For what $n$ it is possible to find non-constant integer labels $v=(v_1,\dots,v_n)$ of the vertices for which $A=\{L^k v\}_{k\ge0}$ is bounded? This is certainly the case if $n$ is a multiple of $4$: then we have the eigenvector $(1,0,-1,0,\dots)$ of the eigenvalue $-1$.
If $n$ is a multiple of $6$, $L$ is singular with a $2$ dimensional kernel spanned by the $6$-periodic vectors $(1,0,-1,-1,0,1,\dots)$ and $(1,1,-1,-1,1,1,\dots)$. Of course these generate bounded orbits.

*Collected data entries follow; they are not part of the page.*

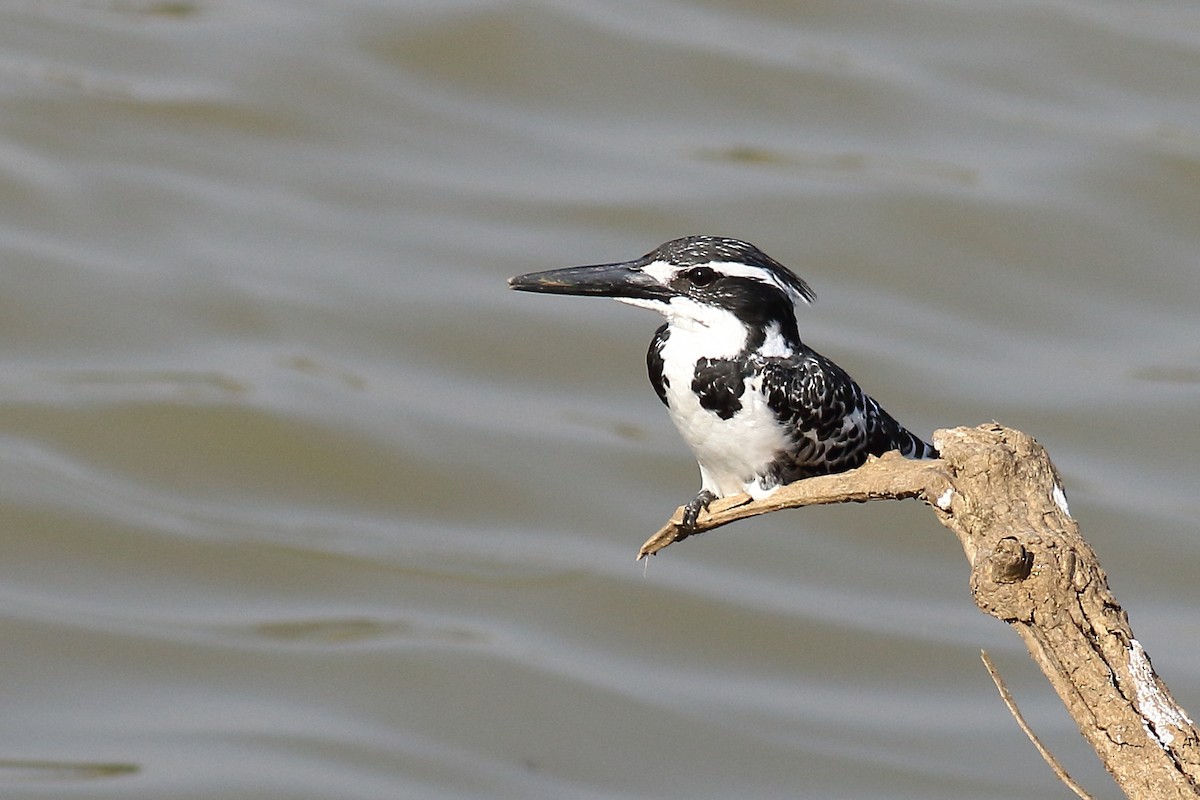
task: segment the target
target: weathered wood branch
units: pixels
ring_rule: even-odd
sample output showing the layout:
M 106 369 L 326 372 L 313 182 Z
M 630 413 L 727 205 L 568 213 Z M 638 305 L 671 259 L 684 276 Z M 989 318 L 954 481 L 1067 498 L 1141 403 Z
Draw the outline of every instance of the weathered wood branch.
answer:
M 896 454 L 713 503 L 695 533 L 783 508 L 919 498 L 952 530 L 976 605 L 1010 625 L 1118 785 L 1135 800 L 1200 796 L 1200 732 L 1171 697 L 1079 534 L 1058 472 L 1032 437 L 999 425 L 934 434 L 942 458 Z M 682 509 L 642 545 L 684 538 Z

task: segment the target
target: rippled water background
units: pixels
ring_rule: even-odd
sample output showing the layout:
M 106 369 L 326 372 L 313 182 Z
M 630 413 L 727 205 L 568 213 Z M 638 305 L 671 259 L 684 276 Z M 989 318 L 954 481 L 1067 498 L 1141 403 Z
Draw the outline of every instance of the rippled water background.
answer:
M 1115 789 L 915 503 L 635 564 L 657 318 L 738 236 L 915 430 L 1037 436 L 1200 711 L 1200 7 L 0 8 L 0 795 Z

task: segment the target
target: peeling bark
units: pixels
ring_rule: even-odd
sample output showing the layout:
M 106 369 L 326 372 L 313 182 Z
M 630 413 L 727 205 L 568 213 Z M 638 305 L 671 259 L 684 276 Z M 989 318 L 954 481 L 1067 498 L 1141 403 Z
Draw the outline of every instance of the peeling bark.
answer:
M 941 459 L 889 453 L 765 500 L 724 498 L 692 533 L 782 508 L 921 499 L 958 537 L 976 605 L 1016 630 L 1125 794 L 1200 796 L 1200 734 L 1134 638 L 1045 449 L 996 424 L 941 430 L 934 443 Z M 642 545 L 639 558 L 689 535 L 678 527 L 682 511 Z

Conversely, assume that $n$ is such that there exists a non-constant $v\in \mathbb{Z}^n$
that generates a bounded orbit $\{L^k v\}_k $ . If $L$ is singular, $n$ must be a multiple of $6$, as it follows from the above expression for the eigenvalues. If $L$ is not singular the orbit $\{L^k v\}_k $ is periodic, that is, $L^m v = v$ for some $m$. So $1$ is one of the eigenvalues of $L^m$, which are of the form $\lambda_k^m$, and this is only possible if $\lambda_k=-1$ or $\lambda_k=1$. In the former case, $k=0$ and $v$ is a simple eigenvalue of $L$ with constant coordinates, which is not the case. In the latter case, $\cos(2\pi k/n)=0$, which implies that $n=4k$.